The whimsical physics platformer Trine is finally available on the PlayStation Network in the U.S. and if you're curious about why it took so long, the guys at Frozenbyte are more than happy to explain.
Trine is a great little game. Its conventional side-scrolling gameplay is enhanced by physics puzzles, charming characters, great music and a unique, colorful fantasy setting. It was released for the PC in early July, while PlayStation owners had to wait until mid-September - if they lived in Europe. If you happen to be a PS3 owner in North America, however, you couldn't get your hands on the game until yesterday.
Wonder why? It's a long story, but fortunately one that Joel Kinnunen of developer Frozenbyte is willing to tell. The PSN release of the game was never planned to take this long, he said, which should probably go without saying; in fact, he claimed the original plan was to see the game launch on PSN first. The PS3 version, however, was more troublesome than anyone anticipated.
"The problem was that as inexperienced console developers, we did not anticipate all the issues that would lay down the road for the PSN version," Kinnunen said. "I'm sure the publisher wasn't expecting it either - the game was essentially done and we thought it would be released on PSN shortly, just before or at the same time as the PC version."
"Of course, things did not go to plan.
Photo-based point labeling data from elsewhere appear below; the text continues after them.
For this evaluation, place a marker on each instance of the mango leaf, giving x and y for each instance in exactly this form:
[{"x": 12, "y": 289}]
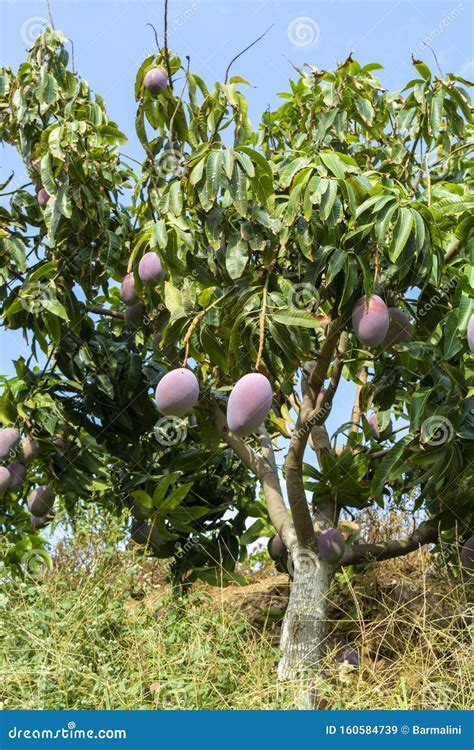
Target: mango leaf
[
  {"x": 237, "y": 255},
  {"x": 401, "y": 233}
]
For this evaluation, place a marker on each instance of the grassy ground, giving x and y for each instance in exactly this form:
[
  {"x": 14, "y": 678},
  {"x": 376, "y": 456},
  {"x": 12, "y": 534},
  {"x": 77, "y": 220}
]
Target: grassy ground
[{"x": 102, "y": 632}]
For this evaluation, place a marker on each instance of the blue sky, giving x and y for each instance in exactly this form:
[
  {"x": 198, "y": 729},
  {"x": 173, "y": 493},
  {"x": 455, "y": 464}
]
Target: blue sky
[{"x": 111, "y": 40}]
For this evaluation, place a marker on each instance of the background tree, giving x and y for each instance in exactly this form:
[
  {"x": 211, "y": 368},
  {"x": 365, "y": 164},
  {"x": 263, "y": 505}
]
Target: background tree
[{"x": 289, "y": 251}]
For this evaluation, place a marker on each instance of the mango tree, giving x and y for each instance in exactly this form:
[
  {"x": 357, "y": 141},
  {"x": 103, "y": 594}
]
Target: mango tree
[{"x": 334, "y": 242}]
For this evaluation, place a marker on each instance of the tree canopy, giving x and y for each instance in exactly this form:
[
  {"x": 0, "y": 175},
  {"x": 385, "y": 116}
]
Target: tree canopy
[{"x": 268, "y": 237}]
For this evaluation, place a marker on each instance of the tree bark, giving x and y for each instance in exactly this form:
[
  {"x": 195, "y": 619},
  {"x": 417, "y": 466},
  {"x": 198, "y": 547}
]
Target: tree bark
[{"x": 304, "y": 627}]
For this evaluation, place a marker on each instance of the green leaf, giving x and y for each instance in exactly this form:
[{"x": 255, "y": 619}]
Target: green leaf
[
  {"x": 17, "y": 251},
  {"x": 238, "y": 190},
  {"x": 237, "y": 255},
  {"x": 338, "y": 164},
  {"x": 161, "y": 488},
  {"x": 336, "y": 263},
  {"x": 291, "y": 169},
  {"x": 401, "y": 233},
  {"x": 365, "y": 110},
  {"x": 422, "y": 69},
  {"x": 159, "y": 235},
  {"x": 55, "y": 307},
  {"x": 214, "y": 165},
  {"x": 47, "y": 179},
  {"x": 253, "y": 532},
  {"x": 294, "y": 317},
  {"x": 327, "y": 200},
  {"x": 175, "y": 498},
  {"x": 387, "y": 465},
  {"x": 229, "y": 161}
]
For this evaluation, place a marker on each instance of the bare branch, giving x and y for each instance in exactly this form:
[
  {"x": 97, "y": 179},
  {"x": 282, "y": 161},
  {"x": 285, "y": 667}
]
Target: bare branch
[
  {"x": 50, "y": 14},
  {"x": 244, "y": 50},
  {"x": 314, "y": 375},
  {"x": 265, "y": 469},
  {"x": 97, "y": 310},
  {"x": 366, "y": 553},
  {"x": 356, "y": 411}
]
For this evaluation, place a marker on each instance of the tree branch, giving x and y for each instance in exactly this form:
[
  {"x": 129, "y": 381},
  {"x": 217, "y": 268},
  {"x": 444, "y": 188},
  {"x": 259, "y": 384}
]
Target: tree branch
[
  {"x": 312, "y": 382},
  {"x": 356, "y": 411},
  {"x": 359, "y": 553},
  {"x": 265, "y": 469},
  {"x": 97, "y": 310},
  {"x": 244, "y": 50}
]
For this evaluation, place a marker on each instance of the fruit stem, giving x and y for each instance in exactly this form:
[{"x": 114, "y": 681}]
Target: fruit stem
[{"x": 262, "y": 324}]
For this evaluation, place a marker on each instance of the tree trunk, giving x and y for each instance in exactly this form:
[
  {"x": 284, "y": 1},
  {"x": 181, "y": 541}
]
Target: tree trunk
[{"x": 304, "y": 626}]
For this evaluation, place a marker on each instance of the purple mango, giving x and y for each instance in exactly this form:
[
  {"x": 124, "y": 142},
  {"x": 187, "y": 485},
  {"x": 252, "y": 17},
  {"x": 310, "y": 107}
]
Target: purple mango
[
  {"x": 5, "y": 479},
  {"x": 331, "y": 546},
  {"x": 39, "y": 522},
  {"x": 9, "y": 439},
  {"x": 127, "y": 290},
  {"x": 155, "y": 81},
  {"x": 150, "y": 270},
  {"x": 177, "y": 392},
  {"x": 370, "y": 322},
  {"x": 17, "y": 475},
  {"x": 249, "y": 404},
  {"x": 134, "y": 315}
]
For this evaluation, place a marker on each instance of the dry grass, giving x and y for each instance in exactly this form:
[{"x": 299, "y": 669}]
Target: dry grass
[{"x": 100, "y": 633}]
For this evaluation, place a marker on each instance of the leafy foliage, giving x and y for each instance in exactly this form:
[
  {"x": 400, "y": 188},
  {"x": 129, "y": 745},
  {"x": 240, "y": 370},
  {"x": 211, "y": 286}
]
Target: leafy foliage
[{"x": 346, "y": 189}]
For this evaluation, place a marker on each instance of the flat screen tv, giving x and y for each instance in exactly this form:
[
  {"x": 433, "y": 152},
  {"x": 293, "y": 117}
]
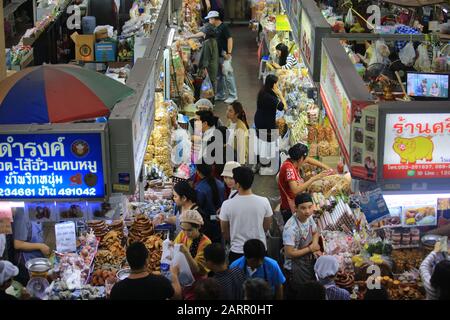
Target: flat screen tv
[{"x": 427, "y": 86}]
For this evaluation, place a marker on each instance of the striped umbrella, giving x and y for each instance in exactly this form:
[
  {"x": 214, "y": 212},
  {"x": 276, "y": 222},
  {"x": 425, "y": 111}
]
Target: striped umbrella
[{"x": 58, "y": 93}]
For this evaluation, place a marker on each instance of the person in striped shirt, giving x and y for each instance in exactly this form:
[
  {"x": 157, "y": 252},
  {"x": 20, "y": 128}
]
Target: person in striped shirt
[{"x": 286, "y": 61}]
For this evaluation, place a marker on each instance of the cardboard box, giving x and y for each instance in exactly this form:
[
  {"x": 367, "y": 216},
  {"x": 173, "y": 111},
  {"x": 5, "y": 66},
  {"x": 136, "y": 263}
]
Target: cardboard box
[
  {"x": 84, "y": 46},
  {"x": 105, "y": 51}
]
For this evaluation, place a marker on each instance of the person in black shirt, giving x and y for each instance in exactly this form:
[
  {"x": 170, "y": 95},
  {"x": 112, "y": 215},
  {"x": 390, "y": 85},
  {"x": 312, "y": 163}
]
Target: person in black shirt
[
  {"x": 270, "y": 99},
  {"x": 226, "y": 85},
  {"x": 230, "y": 280},
  {"x": 7, "y": 272},
  {"x": 140, "y": 285}
]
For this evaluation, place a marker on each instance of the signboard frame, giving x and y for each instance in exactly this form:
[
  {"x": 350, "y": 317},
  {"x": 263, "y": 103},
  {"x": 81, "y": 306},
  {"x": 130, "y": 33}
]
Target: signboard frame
[
  {"x": 414, "y": 107},
  {"x": 351, "y": 86},
  {"x": 67, "y": 128},
  {"x": 318, "y": 29}
]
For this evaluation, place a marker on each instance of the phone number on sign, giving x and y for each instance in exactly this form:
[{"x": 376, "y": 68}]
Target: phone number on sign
[{"x": 44, "y": 191}]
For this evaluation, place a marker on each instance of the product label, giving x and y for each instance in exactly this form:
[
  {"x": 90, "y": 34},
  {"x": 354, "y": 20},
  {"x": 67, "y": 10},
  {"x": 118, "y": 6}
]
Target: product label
[{"x": 66, "y": 239}]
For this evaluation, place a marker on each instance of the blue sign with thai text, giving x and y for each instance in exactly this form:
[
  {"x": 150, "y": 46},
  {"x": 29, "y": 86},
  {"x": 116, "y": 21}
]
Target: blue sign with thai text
[{"x": 51, "y": 166}]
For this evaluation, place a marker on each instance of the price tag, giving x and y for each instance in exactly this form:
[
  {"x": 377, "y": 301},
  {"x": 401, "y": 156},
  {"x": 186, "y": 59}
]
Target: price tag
[
  {"x": 5, "y": 226},
  {"x": 66, "y": 239}
]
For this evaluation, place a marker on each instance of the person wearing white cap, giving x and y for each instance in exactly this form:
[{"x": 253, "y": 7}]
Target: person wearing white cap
[
  {"x": 326, "y": 268},
  {"x": 7, "y": 272},
  {"x": 227, "y": 175}
]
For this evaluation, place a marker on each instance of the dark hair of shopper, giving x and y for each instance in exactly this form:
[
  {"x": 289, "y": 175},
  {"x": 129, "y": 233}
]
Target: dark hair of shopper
[
  {"x": 284, "y": 53},
  {"x": 207, "y": 289},
  {"x": 215, "y": 253},
  {"x": 206, "y": 116},
  {"x": 184, "y": 189},
  {"x": 254, "y": 249},
  {"x": 239, "y": 110},
  {"x": 302, "y": 198},
  {"x": 137, "y": 255},
  {"x": 311, "y": 291},
  {"x": 206, "y": 171},
  {"x": 298, "y": 151},
  {"x": 377, "y": 294},
  {"x": 244, "y": 176},
  {"x": 271, "y": 79},
  {"x": 441, "y": 279},
  {"x": 257, "y": 289}
]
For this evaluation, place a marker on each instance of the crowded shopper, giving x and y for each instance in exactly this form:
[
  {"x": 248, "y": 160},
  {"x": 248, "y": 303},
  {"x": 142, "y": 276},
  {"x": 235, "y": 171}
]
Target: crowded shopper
[
  {"x": 257, "y": 289},
  {"x": 203, "y": 105},
  {"x": 377, "y": 294},
  {"x": 208, "y": 289},
  {"x": 227, "y": 175},
  {"x": 290, "y": 183},
  {"x": 209, "y": 57},
  {"x": 210, "y": 196},
  {"x": 7, "y": 272},
  {"x": 28, "y": 242},
  {"x": 270, "y": 99},
  {"x": 238, "y": 128},
  {"x": 230, "y": 280},
  {"x": 326, "y": 268},
  {"x": 193, "y": 242},
  {"x": 311, "y": 290},
  {"x": 140, "y": 284},
  {"x": 301, "y": 244},
  {"x": 185, "y": 199},
  {"x": 226, "y": 85},
  {"x": 256, "y": 264},
  {"x": 435, "y": 274},
  {"x": 246, "y": 216},
  {"x": 286, "y": 61}
]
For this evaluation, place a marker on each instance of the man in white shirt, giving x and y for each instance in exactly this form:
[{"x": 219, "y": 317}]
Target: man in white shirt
[{"x": 246, "y": 216}]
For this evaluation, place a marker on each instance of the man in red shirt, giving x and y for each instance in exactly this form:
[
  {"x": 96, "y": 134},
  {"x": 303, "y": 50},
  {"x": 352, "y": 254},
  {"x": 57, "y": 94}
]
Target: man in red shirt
[{"x": 290, "y": 183}]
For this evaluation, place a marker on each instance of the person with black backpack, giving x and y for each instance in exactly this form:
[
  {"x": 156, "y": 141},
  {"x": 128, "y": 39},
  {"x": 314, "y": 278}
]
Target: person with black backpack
[{"x": 210, "y": 196}]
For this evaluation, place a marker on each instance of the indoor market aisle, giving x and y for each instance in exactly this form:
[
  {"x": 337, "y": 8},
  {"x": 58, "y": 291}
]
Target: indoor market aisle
[{"x": 246, "y": 68}]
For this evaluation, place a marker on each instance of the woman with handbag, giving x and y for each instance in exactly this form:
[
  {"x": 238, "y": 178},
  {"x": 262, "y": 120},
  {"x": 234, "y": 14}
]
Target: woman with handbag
[
  {"x": 301, "y": 241},
  {"x": 291, "y": 183}
]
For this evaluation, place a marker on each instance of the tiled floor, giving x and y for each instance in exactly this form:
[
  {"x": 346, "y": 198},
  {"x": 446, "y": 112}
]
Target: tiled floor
[{"x": 246, "y": 66}]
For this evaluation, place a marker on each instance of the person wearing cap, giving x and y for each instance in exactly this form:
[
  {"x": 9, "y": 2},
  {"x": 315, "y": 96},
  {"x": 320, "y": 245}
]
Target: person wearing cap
[
  {"x": 193, "y": 242},
  {"x": 291, "y": 183},
  {"x": 227, "y": 175},
  {"x": 246, "y": 216},
  {"x": 209, "y": 57},
  {"x": 226, "y": 86},
  {"x": 301, "y": 244},
  {"x": 326, "y": 268},
  {"x": 238, "y": 128},
  {"x": 185, "y": 198},
  {"x": 203, "y": 105},
  {"x": 7, "y": 272}
]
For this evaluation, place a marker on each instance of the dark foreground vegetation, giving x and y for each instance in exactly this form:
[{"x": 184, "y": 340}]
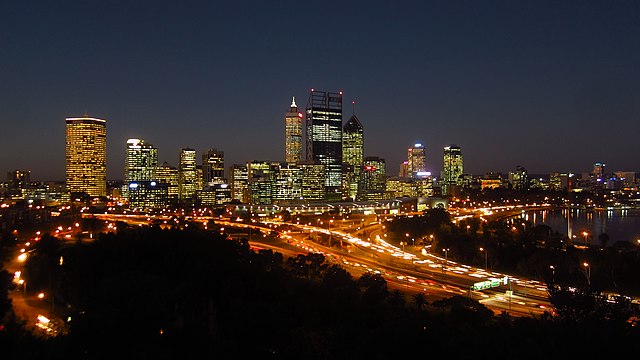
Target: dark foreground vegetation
[{"x": 148, "y": 293}]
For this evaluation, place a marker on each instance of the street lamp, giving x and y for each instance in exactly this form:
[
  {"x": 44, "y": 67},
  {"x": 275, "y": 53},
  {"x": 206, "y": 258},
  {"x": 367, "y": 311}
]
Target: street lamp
[
  {"x": 485, "y": 257},
  {"x": 446, "y": 255},
  {"x": 587, "y": 272}
]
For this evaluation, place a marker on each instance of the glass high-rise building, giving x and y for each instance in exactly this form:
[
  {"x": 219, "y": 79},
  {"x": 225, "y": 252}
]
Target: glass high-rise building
[
  {"x": 352, "y": 155},
  {"x": 416, "y": 158},
  {"x": 312, "y": 181},
  {"x": 86, "y": 155},
  {"x": 293, "y": 134},
  {"x": 373, "y": 180},
  {"x": 324, "y": 138},
  {"x": 168, "y": 175},
  {"x": 141, "y": 161},
  {"x": 187, "y": 174},
  {"x": 452, "y": 168},
  {"x": 213, "y": 167},
  {"x": 239, "y": 181}
]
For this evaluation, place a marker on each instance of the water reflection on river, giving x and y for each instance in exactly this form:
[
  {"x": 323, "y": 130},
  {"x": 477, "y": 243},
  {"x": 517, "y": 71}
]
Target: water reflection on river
[{"x": 587, "y": 225}]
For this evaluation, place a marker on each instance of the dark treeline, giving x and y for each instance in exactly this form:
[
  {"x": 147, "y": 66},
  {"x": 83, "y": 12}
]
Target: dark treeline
[
  {"x": 149, "y": 293},
  {"x": 521, "y": 248}
]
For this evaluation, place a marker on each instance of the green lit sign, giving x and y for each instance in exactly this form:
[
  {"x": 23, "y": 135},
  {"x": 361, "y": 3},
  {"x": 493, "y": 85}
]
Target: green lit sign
[{"x": 490, "y": 283}]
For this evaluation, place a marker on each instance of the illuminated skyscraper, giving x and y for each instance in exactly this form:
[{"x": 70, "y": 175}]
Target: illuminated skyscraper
[
  {"x": 239, "y": 181},
  {"x": 293, "y": 134},
  {"x": 141, "y": 161},
  {"x": 324, "y": 138},
  {"x": 373, "y": 179},
  {"x": 352, "y": 155},
  {"x": 452, "y": 168},
  {"x": 416, "y": 161},
  {"x": 187, "y": 174},
  {"x": 312, "y": 181},
  {"x": 86, "y": 155},
  {"x": 213, "y": 167},
  {"x": 168, "y": 174},
  {"x": 18, "y": 179}
]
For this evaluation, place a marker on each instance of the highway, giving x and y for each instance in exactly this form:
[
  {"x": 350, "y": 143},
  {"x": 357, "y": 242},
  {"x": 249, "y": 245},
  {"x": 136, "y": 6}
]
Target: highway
[{"x": 410, "y": 271}]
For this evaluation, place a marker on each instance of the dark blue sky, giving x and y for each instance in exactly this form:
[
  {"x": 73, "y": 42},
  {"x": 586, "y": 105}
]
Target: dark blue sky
[{"x": 549, "y": 85}]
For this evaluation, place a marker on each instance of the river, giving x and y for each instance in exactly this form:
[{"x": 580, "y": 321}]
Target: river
[{"x": 587, "y": 225}]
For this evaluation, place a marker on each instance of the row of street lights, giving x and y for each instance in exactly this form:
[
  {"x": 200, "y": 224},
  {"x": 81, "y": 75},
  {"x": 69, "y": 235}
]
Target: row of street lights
[{"x": 586, "y": 271}]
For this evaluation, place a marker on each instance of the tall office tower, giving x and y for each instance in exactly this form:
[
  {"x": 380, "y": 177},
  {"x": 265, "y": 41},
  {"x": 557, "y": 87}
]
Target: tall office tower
[
  {"x": 86, "y": 155},
  {"x": 293, "y": 134},
  {"x": 352, "y": 155},
  {"x": 324, "y": 138},
  {"x": 261, "y": 174},
  {"x": 213, "y": 167},
  {"x": 168, "y": 174},
  {"x": 141, "y": 161},
  {"x": 519, "y": 180},
  {"x": 373, "y": 179},
  {"x": 287, "y": 183},
  {"x": 452, "y": 169},
  {"x": 416, "y": 161},
  {"x": 239, "y": 181},
  {"x": 313, "y": 181},
  {"x": 18, "y": 179},
  {"x": 187, "y": 174},
  {"x": 404, "y": 170},
  {"x": 598, "y": 170}
]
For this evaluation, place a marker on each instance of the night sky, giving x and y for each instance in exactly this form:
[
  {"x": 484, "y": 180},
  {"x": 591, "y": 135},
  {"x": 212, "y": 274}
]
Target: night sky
[{"x": 549, "y": 85}]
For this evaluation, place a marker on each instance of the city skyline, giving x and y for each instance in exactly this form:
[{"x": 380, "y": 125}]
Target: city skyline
[{"x": 548, "y": 86}]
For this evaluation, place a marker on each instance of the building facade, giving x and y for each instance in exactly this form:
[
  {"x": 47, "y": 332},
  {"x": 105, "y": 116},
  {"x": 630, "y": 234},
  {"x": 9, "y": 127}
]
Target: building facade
[
  {"x": 213, "y": 167},
  {"x": 293, "y": 134},
  {"x": 452, "y": 169},
  {"x": 187, "y": 174},
  {"x": 86, "y": 156},
  {"x": 324, "y": 138},
  {"x": 141, "y": 161},
  {"x": 416, "y": 161},
  {"x": 352, "y": 156}
]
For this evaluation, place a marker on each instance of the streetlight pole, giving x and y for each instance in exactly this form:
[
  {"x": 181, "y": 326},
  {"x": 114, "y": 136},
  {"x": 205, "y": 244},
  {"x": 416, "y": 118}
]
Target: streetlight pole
[
  {"x": 485, "y": 257},
  {"x": 587, "y": 273},
  {"x": 446, "y": 255}
]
The game came back from testing with a list of things to fix, and those needed to be fixed before the game could be submitted again," he continued. Those problems were typically small and simple to fix, he said - wrong version numbers, wrong error messages, etc. - but console manufacturer "rules" require them to be dealt with prior to release. "More often than not they are 30 minute jobs each, so we stayed late at the office and usually delivered a new build on the next day to the publisher, who in turn had to resubmit it. Each submission causes a number of weeks of delay, and we had to go through this multiple times. It started to get quite frustrating at the end, believe me..."
The U.S. version of the game was submitted to Sony "swiftly" after the European version was given the green light and Kinnunen said he's not sure why it took so much longer for it to be released. The final decision on a launch date is up to Sony, he said, suggesting the company may have "wanted to give the game a good window with regards to other PSN titles."
"Just imagine how it feels when you have worked extremely hard for 18 months, made a great game, and then all kinds of unwanted things happen, many of which you had very little influence on," he added. "It's not a great feeling I can tell you that."
Fortunately, there's not much need to complain about it at this point; Trine is now available over the PlayStation Network in the U.S. and at 20 bucks it's a bargain. Don't want to take my word for it? Grab the demo at www.trine-thegame.com.